Because of reasons - most kind of whiny and none that anybody should be sympathetic to - I find myself in the month of August with an early January post-holiday body. My muscles, from top to bottom, have lost their pep; my arms fatigue after 20 seconds out of the saddle, my core can't hold my torso from squirming about during moderate efforts, and my legs are but limp sacs filled with too thin batter, in dire need of a little extra flour and some punishment atop a hot griddle.
At one one time, quite recently in fact, my hubris was such that I figured for the remainder of my amateur racing life I would easily retain the fitness required to at least sit in through any race I cared to enter. The road races of 2013 were the first to prove me wrong, with DNF after DNF, and crits were soon to follow. I finished a couple early in the season, and then the dropouts began, with me either pulling the plug or getting dropped a few minutes earlier with each one. The whole shebang bottomed out this last Saturday, when I was irreparably gapped off the back of the Gresham crit, a race in which I have previously taken a lap on the field in a break.

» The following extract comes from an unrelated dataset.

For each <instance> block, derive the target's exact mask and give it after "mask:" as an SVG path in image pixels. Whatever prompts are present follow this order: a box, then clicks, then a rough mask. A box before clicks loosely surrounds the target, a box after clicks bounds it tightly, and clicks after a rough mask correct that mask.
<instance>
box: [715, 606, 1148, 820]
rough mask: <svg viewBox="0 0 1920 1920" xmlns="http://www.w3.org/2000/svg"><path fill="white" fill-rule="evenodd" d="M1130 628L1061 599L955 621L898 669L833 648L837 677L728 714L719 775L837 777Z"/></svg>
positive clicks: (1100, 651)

I'm not trying to have a pity party right now, as much as it sounds like it. What I'm doing is trying my best to publicly embarrass myself. There were circumstances this year that will never have to be repeated, so the likelihood of a similar season occurring seems low, but I still would like the extra motivation that some simple shame can provide. I sucked really bad, it took all of the fun out of racing, and I promise to never suck like this again. Boom, done.
With that said, I'm happily already doubling down on efforts to reverse the sad state of my tiny temple. Early morning workouts, long team rides, stair sessions with Uncle Wilson and the Butterscotch Stallion... I'm saying yes to all of it. I'm even considering cutting out drinking outside of special occasions, like birthday parties, mall trips, and when 2 Chainz comes up on random. I'm no sports coach, but I'd bet that this is pretty close to Cancellara's training plan, or at the very least Pippo's. I'm expecting big things for cross season.

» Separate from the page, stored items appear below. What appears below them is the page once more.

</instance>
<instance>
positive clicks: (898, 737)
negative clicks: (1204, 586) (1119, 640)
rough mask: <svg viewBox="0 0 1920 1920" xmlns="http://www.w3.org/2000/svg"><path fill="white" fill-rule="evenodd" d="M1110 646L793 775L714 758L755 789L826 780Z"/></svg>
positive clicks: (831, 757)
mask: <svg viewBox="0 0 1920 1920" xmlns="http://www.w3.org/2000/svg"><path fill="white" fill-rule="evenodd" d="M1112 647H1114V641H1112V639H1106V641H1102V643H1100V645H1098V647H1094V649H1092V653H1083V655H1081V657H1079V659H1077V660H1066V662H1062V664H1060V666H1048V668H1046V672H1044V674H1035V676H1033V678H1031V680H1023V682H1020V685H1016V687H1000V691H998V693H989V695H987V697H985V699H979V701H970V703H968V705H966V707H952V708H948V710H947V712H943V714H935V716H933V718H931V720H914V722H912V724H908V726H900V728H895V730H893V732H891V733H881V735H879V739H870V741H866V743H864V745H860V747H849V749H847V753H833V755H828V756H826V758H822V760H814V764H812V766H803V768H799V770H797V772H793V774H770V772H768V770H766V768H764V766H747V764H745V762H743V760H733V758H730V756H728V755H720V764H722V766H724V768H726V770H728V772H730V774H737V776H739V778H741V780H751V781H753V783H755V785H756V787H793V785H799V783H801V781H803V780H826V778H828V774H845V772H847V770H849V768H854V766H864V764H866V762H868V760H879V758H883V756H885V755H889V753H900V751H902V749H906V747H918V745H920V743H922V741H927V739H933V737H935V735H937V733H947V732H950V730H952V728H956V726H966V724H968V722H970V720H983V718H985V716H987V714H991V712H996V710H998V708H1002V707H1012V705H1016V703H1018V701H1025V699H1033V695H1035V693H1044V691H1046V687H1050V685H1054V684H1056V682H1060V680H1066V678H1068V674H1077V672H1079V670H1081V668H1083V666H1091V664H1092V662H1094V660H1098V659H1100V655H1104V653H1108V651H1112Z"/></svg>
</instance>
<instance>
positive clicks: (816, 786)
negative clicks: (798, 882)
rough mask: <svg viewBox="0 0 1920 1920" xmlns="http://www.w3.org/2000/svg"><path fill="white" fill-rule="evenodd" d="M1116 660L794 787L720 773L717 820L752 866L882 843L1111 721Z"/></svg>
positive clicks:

I can't believe it's already cross season! This Friday/Saturday/Sunday I'll be down in Eugene for the Eugene Celebration "stage race" (hill climb, road race, TT, crit), which I think will serve more as a training camp and another lesson in humility. After that though, whether you think it's too early in the year or not, cross is 100% upon us. Time to get high on 4 coats of Mastik, rebuild every neglected pair of egg beaters, and prepare for the impending chorus of shrieking cantis clawing dusty carbon rims.

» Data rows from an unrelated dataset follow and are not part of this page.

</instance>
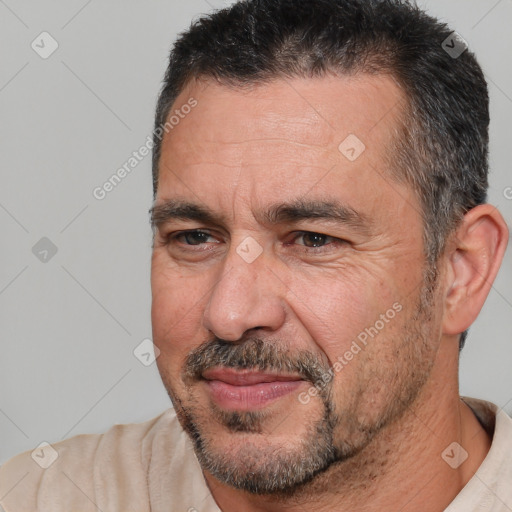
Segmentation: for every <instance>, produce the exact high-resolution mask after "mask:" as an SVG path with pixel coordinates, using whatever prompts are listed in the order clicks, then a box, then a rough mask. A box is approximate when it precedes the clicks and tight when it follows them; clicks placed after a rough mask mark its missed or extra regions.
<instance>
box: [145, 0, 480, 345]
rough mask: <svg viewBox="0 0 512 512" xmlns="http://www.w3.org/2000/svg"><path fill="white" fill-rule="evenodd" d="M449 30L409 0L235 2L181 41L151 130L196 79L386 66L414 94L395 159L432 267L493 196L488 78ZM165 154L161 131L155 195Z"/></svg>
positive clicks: (175, 46)
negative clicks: (458, 46)
mask: <svg viewBox="0 0 512 512" xmlns="http://www.w3.org/2000/svg"><path fill="white" fill-rule="evenodd" d="M451 34H452V30H450V28H448V26H447V25H446V24H444V23H441V22H439V21H438V20H436V19H435V18H433V17H431V16H429V15H427V14H426V13H425V12H424V11H422V10H421V9H419V8H418V7H417V6H416V5H414V4H412V3H411V2H409V1H407V0H243V1H240V2H238V3H236V4H234V5H232V6H231V7H229V8H226V9H223V10H219V11H216V12H214V13H212V14H210V15H207V16H204V17H201V18H200V19H198V20H197V21H195V22H194V23H193V24H192V25H191V27H190V29H189V30H188V31H186V32H185V33H183V34H181V35H180V37H179V39H178V40H177V41H176V43H175V44H174V47H173V49H172V51H171V55H170V61H169V67H168V69H167V72H166V74H165V78H164V83H163V87H162V90H161V93H160V96H159V99H158V103H157V109H156V117H155V133H156V130H157V129H158V128H159V127H162V126H163V125H164V124H165V123H166V121H167V117H168V116H169V113H170V110H171V108H172V106H173V104H174V102H175V100H176V98H177V97H178V95H179V94H180V93H181V92H182V91H183V89H184V88H185V87H186V86H187V84H189V83H190V81H191V80H193V79H198V78H206V79H213V80H216V81H217V82H218V83H221V84H224V85H226V86H231V87H244V86H248V85H249V86H251V85H257V84H264V83H267V82H269V81H271V80H275V79H279V78H294V77H321V76H325V75H327V74H337V75H351V74H355V73H359V72H362V73H370V74H378V73H382V74H387V75H390V76H391V77H393V78H394V79H395V80H396V82H397V83H398V84H399V85H400V87H401V88H402V89H403V90H404V91H405V96H406V102H407V104H406V105H404V106H403V108H402V111H401V115H400V121H401V122H400V123H399V126H398V128H397V132H396V134H395V137H393V139H394V146H393V148H388V153H389V154H390V155H391V156H390V157H389V164H390V165H389V168H390V170H391V173H392V175H393V177H394V178H395V179H396V180H397V181H399V182H405V183H408V184H409V185H410V186H411V187H412V188H413V190H415V192H416V193H417V195H418V198H419V201H420V204H421V207H422V214H423V219H424V242H425V243H424V246H425V255H426V258H427V261H428V262H429V263H430V267H431V268H434V267H435V263H436V261H437V259H438V257H439V255H440V254H441V253H442V251H443V250H444V247H445V243H446V239H447V237H448V235H449V234H450V233H452V232H453V230H454V229H455V228H456V227H457V225H458V224H459V222H460V220H461V219H462V217H463V215H464V214H465V213H466V212H467V211H468V210H469V209H471V208H473V207H474V206H476V205H478V204H482V203H484V202H485V201H486V195H487V187H488V182H487V174H488V126H489V98H488V91H487V84H486V81H485V78H484V75H483V72H482V70H481V68H480V66H479V64H478V63H477V61H476V58H475V56H474V55H473V54H472V53H471V52H470V51H467V50H466V51H464V52H463V53H462V54H461V55H459V56H457V58H454V55H453V54H451V55H450V54H449V53H448V52H447V51H446V47H443V42H445V41H446V40H450V39H449V38H450V36H451ZM454 44H455V43H454V42H453V39H452V40H450V45H451V46H453V45H454ZM160 132H161V128H160ZM160 153H161V136H160V138H159V137H157V136H155V137H154V149H153V191H154V194H155V196H156V191H157V187H158V168H159V160H160ZM465 336H466V333H464V334H463V336H462V337H461V348H462V345H463V343H464V338H465Z"/></svg>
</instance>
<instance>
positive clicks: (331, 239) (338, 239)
mask: <svg viewBox="0 0 512 512" xmlns="http://www.w3.org/2000/svg"><path fill="white" fill-rule="evenodd" d="M194 234H200V235H206V236H207V237H213V235H212V234H211V233H209V232H208V231H203V230H201V229H193V230H186V231H177V232H175V233H170V234H168V235H166V236H165V237H164V239H165V244H166V245H170V244H172V243H175V242H179V239H180V238H181V237H186V236H187V235H194ZM308 235H315V236H318V237H324V238H325V239H327V240H331V242H330V243H325V244H324V245H321V246H319V247H310V246H307V245H305V244H298V246H299V247H303V248H304V251H305V252H325V248H326V247H328V248H332V247H330V246H333V245H340V244H344V243H347V242H346V240H343V239H341V238H336V237H333V236H330V235H325V234H323V233H319V232H317V231H295V232H294V237H293V240H296V239H297V238H300V237H304V236H308ZM204 243H208V242H203V243H199V244H186V243H183V245H184V246H185V247H196V246H197V247H199V246H201V245H204ZM285 245H286V246H289V245H292V244H291V243H289V242H286V243H285ZM193 250H196V249H193ZM200 250H205V249H200Z"/></svg>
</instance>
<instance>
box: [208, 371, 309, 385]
mask: <svg viewBox="0 0 512 512" xmlns="http://www.w3.org/2000/svg"><path fill="white" fill-rule="evenodd" d="M201 375H202V377H203V378H204V379H206V380H220V381H221V382H225V383H226V384H231V385H233V386H251V385H254V384H261V383H264V382H276V381H280V382H283V381H297V380H303V379H302V377H300V376H298V375H293V374H281V373H272V372H260V371H255V370H234V369H232V368H211V369H209V370H206V371H204V372H203V373H202V374H201Z"/></svg>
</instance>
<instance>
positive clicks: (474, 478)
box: [0, 399, 512, 512]
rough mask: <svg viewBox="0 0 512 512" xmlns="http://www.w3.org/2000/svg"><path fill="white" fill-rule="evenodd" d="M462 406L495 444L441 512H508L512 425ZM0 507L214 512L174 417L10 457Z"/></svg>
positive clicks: (5, 474) (189, 449) (204, 487)
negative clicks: (475, 471)
mask: <svg viewBox="0 0 512 512" xmlns="http://www.w3.org/2000/svg"><path fill="white" fill-rule="evenodd" d="M465 401H466V403H468V405H469V406H470V407H471V408H472V409H473V411H474V412H475V414H476V415H477V416H478V418H479V420H480V422H481V423H482V424H483V425H484V426H485V428H486V429H487V430H488V431H489V432H490V433H491V435H493V441H492V445H491V449H490V451H489V453H488V455H487V457H486V458H485V459H484V461H483V463H482V465H481V466H480V468H479V469H478V471H477V472H476V474H475V475H474V476H473V478H472V479H471V480H470V481H469V482H468V484H467V485H466V486H465V487H464V489H462V491H461V492H460V494H459V495H458V496H457V497H456V498H455V500H454V501H453V502H452V504H451V505H450V506H449V507H448V508H447V509H446V512H471V511H475V512H476V511H479V512H481V511H492V512H511V511H512V420H511V419H510V418H509V417H508V416H507V415H506V414H505V413H504V412H503V411H498V408H497V407H496V406H495V405H494V404H491V403H489V402H483V401H479V400H474V399H465ZM41 466H43V467H41ZM44 466H48V467H47V468H46V469H44ZM0 503H1V505H2V506H3V507H4V509H5V511H6V512H25V511H26V512H35V511H38V512H98V511H100V512H114V511H116V512H150V511H151V512H220V509H219V508H218V507H217V505H216V504H215V501H214V500H213V497H212V495H211V494H210V491H209V490H208V487H207V485H206V483H205V480H204V477H203V474H202V472H201V468H200V466H199V463H198V461H197V459H196V457H195V454H194V451H193V449H192V444H191V441H190V440H189V438H188V436H187V435H186V434H185V433H184V432H183V430H182V428H181V426H180V424H179V423H178V420H177V418H176V415H175V413H174V411H173V410H172V409H171V410H168V411H166V412H164V413H163V414H161V415H160V416H158V417H157V418H155V419H153V420H151V421H148V422H145V423H141V424H132V425H116V426H114V427H112V428H111V429H110V430H109V431H107V432H106V433H105V434H101V435H100V434H97V435H81V436H76V437H73V438H71V439H68V440H65V441H61V442H59V443H56V444H54V445H53V446H43V447H41V448H38V449H36V450H35V451H33V452H26V453H23V454H21V455H18V456H16V457H14V458H13V459H11V460H10V461H9V462H7V463H6V464H5V465H4V466H2V468H0ZM0 510H1V508H0Z"/></svg>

With all that in mind, I want to ask you readers a question. What do you do for cyclocross workouts? Every year prior to this one, I've just done my best to carry over road fitness, and relied on racing for skill and strength upkeep. This is the first time I've built any kind of plan specifically around cross, and I'd be mega curious to hear what you all do to get ready to shred. If you're somebody who does structured workouts - anything more planned out than hot laps or riding around forest park or something - share! A comments section filled with cool workout ideas would truly be a dream come true. My crappy body and I preemptively thank you!
PS: I put this video up on the last post I did, way back when, but I don't think it ever worked, so I'm going again. COOL DUDE ALERT: Riff Raff has since been popped for partying too hard. For the most part I don't much care if a rapper is in jail or not, but I don't know if this guy could maintain his weird beard, outstanding instagram account, and Cheshire Cat / Icee medallion wearing life style in the gray bar hotel, so here's hoping he keeps himself out of the clink.
PPS: I used to get my hopes up over Detox getting a release, even going so far as to schedule a BMX/40oz adventure day with Veed, that would have culminated with the purchase of a physical CD at the mall. That date came and went, as did several others, and I've given up. At least the imaginary album had actual singles, and some sweet sweet videos.